No es el único caso. En la mayor parte de los países europeos el crecimiento económico registrado en los últimos años se convertiría en decrecimiento si se le restara la contribución de los extranjeros: sin ellos, la economía de Alemania habría experimentado un crecimiento negativo de -1.5 por ciento y la de Italia, de -1.2. En su conjunto, la Unión Europea, que tuvo un incremento anual promedio de 1.79 del PIB per cápita entre 1994 y 2005, habría perdido cada año el 0.23 por ciento del tamaño de su economía si no hubiera recibido inmigración alguna.

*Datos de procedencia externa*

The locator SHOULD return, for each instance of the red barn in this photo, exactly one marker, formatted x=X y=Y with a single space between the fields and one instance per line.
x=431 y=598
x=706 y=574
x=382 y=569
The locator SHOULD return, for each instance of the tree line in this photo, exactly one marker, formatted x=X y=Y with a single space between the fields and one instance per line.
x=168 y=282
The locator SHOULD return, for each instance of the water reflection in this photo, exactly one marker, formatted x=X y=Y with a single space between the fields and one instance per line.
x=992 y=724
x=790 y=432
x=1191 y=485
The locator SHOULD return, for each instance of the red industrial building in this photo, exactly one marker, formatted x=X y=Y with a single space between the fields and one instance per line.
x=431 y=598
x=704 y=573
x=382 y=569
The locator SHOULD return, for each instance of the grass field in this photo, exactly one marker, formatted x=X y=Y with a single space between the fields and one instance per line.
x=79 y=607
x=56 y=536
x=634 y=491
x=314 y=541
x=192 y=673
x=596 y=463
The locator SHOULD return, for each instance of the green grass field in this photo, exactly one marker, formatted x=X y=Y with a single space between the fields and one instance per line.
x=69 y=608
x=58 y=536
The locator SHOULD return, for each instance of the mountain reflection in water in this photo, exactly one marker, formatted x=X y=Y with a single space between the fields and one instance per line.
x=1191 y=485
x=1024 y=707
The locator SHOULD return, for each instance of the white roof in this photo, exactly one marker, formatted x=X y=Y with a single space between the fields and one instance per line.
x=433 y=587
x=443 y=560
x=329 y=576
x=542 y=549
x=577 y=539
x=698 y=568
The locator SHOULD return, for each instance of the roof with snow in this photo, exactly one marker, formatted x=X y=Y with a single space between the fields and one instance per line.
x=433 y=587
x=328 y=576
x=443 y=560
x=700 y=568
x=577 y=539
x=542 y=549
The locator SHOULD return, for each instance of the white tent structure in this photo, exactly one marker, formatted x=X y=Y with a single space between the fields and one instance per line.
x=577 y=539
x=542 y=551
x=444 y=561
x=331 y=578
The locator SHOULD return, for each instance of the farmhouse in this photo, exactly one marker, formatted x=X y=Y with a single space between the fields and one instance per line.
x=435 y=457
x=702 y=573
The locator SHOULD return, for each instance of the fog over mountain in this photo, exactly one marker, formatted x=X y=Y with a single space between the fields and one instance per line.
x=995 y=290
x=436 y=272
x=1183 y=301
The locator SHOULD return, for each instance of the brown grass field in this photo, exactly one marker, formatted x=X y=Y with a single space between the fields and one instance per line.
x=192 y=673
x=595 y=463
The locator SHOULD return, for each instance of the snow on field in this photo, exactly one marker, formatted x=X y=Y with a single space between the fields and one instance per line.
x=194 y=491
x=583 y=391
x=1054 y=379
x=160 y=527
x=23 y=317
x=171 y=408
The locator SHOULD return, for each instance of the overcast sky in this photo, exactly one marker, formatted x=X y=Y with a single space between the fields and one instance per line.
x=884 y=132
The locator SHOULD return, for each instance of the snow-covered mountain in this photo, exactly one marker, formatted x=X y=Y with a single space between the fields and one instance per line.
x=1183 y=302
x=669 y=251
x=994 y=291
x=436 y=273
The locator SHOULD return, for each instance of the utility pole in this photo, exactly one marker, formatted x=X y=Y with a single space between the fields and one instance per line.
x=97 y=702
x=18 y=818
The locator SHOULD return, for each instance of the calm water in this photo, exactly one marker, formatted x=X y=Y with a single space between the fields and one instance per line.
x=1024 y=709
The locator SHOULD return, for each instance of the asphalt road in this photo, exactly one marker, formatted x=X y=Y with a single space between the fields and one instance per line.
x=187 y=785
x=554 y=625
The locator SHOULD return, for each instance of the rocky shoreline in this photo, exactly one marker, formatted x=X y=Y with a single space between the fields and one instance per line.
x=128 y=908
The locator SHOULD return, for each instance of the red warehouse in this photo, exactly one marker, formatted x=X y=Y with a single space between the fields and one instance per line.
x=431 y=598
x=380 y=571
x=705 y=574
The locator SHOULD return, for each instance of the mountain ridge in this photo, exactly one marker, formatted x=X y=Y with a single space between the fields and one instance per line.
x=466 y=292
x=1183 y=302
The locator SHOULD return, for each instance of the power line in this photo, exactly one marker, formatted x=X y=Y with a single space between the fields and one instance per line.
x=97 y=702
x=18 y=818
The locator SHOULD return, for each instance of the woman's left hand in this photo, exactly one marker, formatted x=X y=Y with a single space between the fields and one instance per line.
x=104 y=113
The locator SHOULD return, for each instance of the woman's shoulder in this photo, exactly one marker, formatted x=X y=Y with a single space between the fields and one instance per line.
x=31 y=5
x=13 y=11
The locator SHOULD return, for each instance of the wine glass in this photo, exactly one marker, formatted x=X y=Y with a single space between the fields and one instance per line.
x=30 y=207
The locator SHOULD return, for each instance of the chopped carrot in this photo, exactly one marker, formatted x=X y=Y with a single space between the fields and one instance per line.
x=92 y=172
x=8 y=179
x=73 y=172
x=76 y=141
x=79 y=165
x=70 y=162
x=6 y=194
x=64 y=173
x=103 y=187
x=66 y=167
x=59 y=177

En términos demográficos, los extranjeros aportaron 76 por ciento del incremento poblacional, con 11 millones 900 mil de los 15 millones 700 mil nuevos habitantes. En Alemania e Italia la llegada de inmigrantes ha contrarrestado incluso las tendencias a la disminución, en términos absolutos, de la población local (El Mundo, 28 de agosto).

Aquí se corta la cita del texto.